Neither the Company nor any of its affiliates has any material relationship with the Lenders, other
than in respect of the Credit Agreement.
The Forbearance and Amendment provided that the Lenders would forbear from exercising their
rights under the Credit Agreement arising from the Companys failure to comply with certain
financial covenants in the Credit Agreement with respect to the fiscal quarter ended December 31,
2006. Specifically, the Company was not in compliance with the terms of the Credit Agreement
because it failed to maintain the required debt-to-earnings and EBIT-to-interest ratios provided
for in the Credit Agreement. The Lenders agreed to forbear from exercising their respective rights
and remedies under the Credit Agreement until March 23, 2007 (the Forbearance Period), unless the
Company breaches the Forbearance and Amendment or unless another event or condition occurs that
constitutes a default under the Credit Agreement. The Forbearance Extension extended the
Forbearance Period until May 18, 2007. Once the Forbearance Period ends, the Lenders may exercise
their rights and remedies under the Credit Agreement without further notice or action.
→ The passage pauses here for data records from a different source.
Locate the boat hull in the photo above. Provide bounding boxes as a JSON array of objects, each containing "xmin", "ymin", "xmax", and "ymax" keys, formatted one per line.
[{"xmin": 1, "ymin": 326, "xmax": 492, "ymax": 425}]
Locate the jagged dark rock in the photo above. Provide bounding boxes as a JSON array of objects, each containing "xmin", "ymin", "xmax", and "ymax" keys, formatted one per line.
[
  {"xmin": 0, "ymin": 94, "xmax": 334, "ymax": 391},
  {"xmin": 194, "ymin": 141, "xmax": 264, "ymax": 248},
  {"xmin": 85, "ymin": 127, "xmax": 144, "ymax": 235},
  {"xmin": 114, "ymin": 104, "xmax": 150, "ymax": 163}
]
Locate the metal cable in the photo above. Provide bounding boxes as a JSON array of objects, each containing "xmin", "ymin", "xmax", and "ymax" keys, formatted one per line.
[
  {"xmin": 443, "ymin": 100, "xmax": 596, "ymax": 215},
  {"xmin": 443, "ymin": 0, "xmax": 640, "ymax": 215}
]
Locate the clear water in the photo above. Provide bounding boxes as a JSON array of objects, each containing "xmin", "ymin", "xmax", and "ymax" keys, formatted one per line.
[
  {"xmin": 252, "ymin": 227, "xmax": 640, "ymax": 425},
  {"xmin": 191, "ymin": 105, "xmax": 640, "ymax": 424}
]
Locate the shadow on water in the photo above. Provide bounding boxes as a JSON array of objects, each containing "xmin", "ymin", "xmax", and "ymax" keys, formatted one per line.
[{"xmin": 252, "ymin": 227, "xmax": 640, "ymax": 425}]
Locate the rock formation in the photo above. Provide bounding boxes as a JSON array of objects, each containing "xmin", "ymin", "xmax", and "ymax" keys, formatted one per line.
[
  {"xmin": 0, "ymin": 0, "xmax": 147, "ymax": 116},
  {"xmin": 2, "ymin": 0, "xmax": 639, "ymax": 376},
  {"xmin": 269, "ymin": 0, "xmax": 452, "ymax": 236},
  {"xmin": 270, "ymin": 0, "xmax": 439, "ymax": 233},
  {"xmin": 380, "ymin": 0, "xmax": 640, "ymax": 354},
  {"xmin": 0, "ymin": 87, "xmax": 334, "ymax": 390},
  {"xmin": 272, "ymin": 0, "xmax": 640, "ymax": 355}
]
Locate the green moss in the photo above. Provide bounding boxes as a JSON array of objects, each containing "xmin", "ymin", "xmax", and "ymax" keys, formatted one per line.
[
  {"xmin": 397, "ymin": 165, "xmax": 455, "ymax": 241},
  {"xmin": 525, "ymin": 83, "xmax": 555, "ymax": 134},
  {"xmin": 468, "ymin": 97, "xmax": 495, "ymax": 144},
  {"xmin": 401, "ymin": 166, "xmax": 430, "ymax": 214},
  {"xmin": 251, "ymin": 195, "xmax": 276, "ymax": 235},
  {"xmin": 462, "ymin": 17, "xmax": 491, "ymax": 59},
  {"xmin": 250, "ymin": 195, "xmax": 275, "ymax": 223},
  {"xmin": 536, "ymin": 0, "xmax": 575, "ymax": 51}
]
On May 18, 2007, the Company and the lenders entered into an Extension of Forbearance and
Amendment Number Eight to Credit Agreement (the Second Forbearance Extension) which extended the
Forbearance Period until August 15, 2007. The Second Forbearance Extension acknowledged that the
Company continues not to be in compliance with the financial covenants identified above for the
fiscal quarter ending March 31, 2007 and, based on the information received to date, does not
contemplate being in compliance with the fiscal quarter ending June 30, 2007.